The Monetary Authority of Singapore, (MAS) a Singapore's central bank, accused 133 traders from 20 international banks of key borrowing rates manipulation, according to the regulator’s press release. About a hundred traders lost their jobs.
Traders from RBS, UBS, Bank of America, BNP Paribas, Credit Suisse, Barclays, Citibank, JP Morgan, and other financial institutions are in the list. The MAS points out that traders engaged in the rate-setting process announced wrong information, thus, falsifying the data.

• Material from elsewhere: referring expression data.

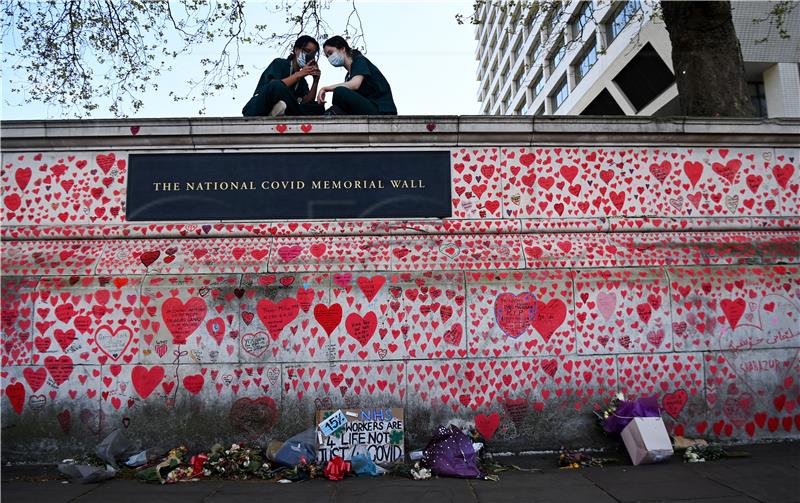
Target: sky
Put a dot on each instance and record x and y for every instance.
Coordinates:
(428, 59)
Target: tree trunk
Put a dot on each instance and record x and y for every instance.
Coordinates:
(707, 59)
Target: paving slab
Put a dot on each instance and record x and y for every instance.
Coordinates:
(564, 487)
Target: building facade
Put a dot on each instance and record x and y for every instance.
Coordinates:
(614, 58)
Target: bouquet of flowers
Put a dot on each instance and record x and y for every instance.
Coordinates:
(602, 415)
(238, 462)
(620, 412)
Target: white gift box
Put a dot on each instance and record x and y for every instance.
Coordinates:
(647, 440)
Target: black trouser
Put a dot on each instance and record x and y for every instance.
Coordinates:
(262, 102)
(349, 102)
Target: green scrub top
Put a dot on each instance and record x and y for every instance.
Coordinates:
(280, 68)
(374, 87)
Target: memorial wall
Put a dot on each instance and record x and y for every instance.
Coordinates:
(194, 281)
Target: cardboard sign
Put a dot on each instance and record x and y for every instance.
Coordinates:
(333, 423)
(647, 440)
(379, 430)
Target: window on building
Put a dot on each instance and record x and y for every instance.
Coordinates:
(620, 18)
(645, 77)
(517, 44)
(584, 15)
(586, 60)
(534, 52)
(530, 18)
(518, 79)
(551, 18)
(758, 97)
(537, 84)
(557, 54)
(560, 94)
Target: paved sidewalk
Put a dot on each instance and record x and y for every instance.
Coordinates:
(771, 474)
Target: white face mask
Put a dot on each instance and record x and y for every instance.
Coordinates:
(336, 59)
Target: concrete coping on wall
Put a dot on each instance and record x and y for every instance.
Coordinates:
(208, 133)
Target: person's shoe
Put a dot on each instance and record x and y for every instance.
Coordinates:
(278, 110)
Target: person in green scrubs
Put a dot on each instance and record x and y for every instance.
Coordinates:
(365, 91)
(282, 88)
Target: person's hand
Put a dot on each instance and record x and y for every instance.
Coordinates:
(321, 95)
(307, 70)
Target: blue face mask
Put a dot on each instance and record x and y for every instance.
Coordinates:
(336, 59)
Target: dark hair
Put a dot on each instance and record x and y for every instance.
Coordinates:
(301, 43)
(340, 43)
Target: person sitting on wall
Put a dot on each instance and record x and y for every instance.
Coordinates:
(282, 88)
(365, 91)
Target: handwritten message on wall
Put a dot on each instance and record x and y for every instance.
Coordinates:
(379, 430)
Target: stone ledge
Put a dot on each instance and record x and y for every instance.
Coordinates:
(400, 131)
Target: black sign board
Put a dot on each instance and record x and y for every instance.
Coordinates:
(291, 185)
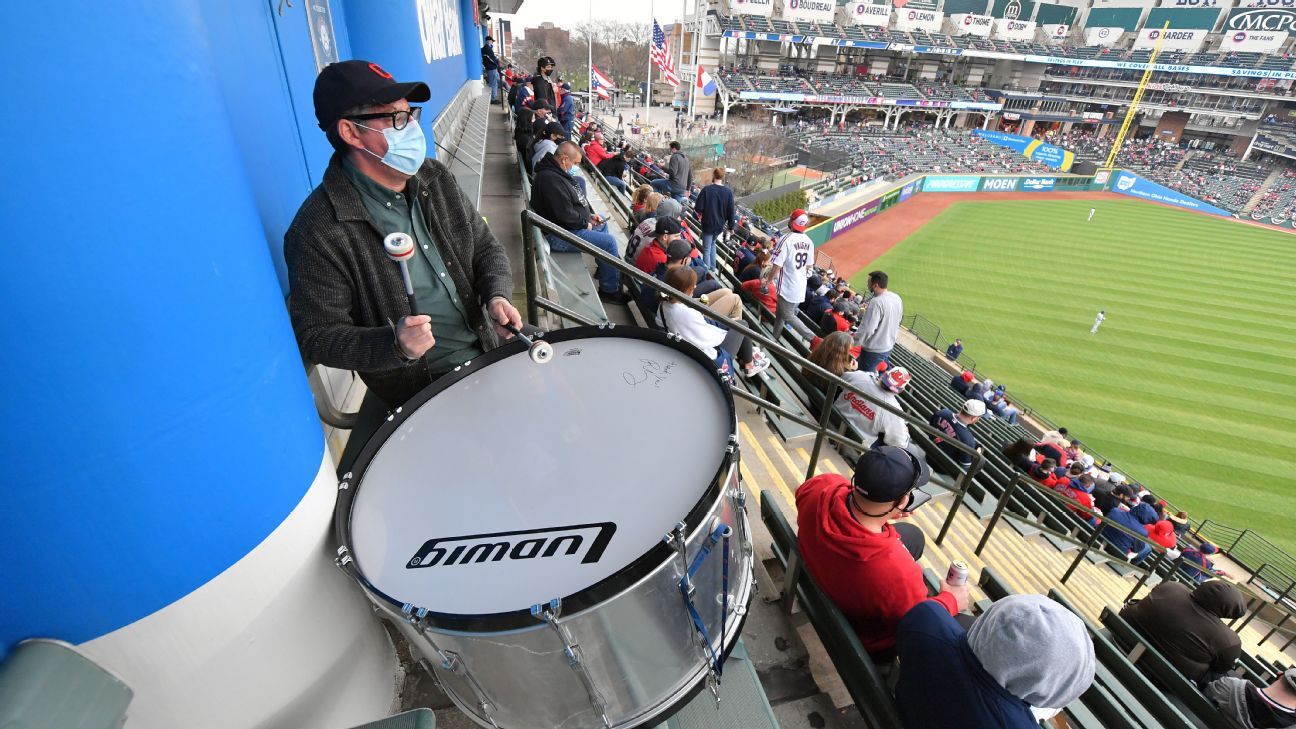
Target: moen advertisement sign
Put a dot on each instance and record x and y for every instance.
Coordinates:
(1032, 148)
(763, 8)
(1252, 40)
(1007, 29)
(1104, 35)
(951, 183)
(868, 14)
(1134, 186)
(1174, 39)
(1274, 20)
(818, 11)
(909, 18)
(999, 184)
(968, 23)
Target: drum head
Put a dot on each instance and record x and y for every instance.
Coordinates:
(509, 483)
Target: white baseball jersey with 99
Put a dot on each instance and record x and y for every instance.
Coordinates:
(793, 256)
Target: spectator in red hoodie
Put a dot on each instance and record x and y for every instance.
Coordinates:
(866, 564)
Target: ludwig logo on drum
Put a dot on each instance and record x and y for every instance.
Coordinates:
(554, 541)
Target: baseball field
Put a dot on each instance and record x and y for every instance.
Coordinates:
(1190, 384)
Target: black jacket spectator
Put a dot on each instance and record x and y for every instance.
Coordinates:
(613, 166)
(346, 292)
(716, 209)
(1186, 625)
(556, 196)
(544, 90)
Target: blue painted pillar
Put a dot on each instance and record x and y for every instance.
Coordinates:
(158, 423)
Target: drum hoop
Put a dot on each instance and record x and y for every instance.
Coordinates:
(576, 602)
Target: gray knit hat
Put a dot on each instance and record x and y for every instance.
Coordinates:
(1036, 649)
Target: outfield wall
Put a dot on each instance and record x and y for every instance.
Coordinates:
(902, 191)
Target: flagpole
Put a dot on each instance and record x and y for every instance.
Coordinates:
(697, 75)
(679, 62)
(652, 11)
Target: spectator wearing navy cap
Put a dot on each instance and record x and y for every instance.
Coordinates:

The watchdog specified the facts of manipulating Singapore Interbank Offered Rate (SIBOR), Singapore Swap Offer Rate (SOR), and FX Benchmarks rate, which is used when forward contracts are concluded.
Sanctions were imposed against the banks. The wrongdoers were obligated to transfer from S$100 million to S$1.2 billion for a one-year period to the central bank's reserve. As the result, the banks will not be able to use the money for profits.
Mentioned earlier financial institutions have already been fined by the authorities in the UK and US. The regulators suspected the banks of rigging the rates even in 2008. Recently, investigations have been started in several countries.
In July 2012, Barclays was fined £290 million for interest rate manipulation. Later, RBS and UBS were also fined.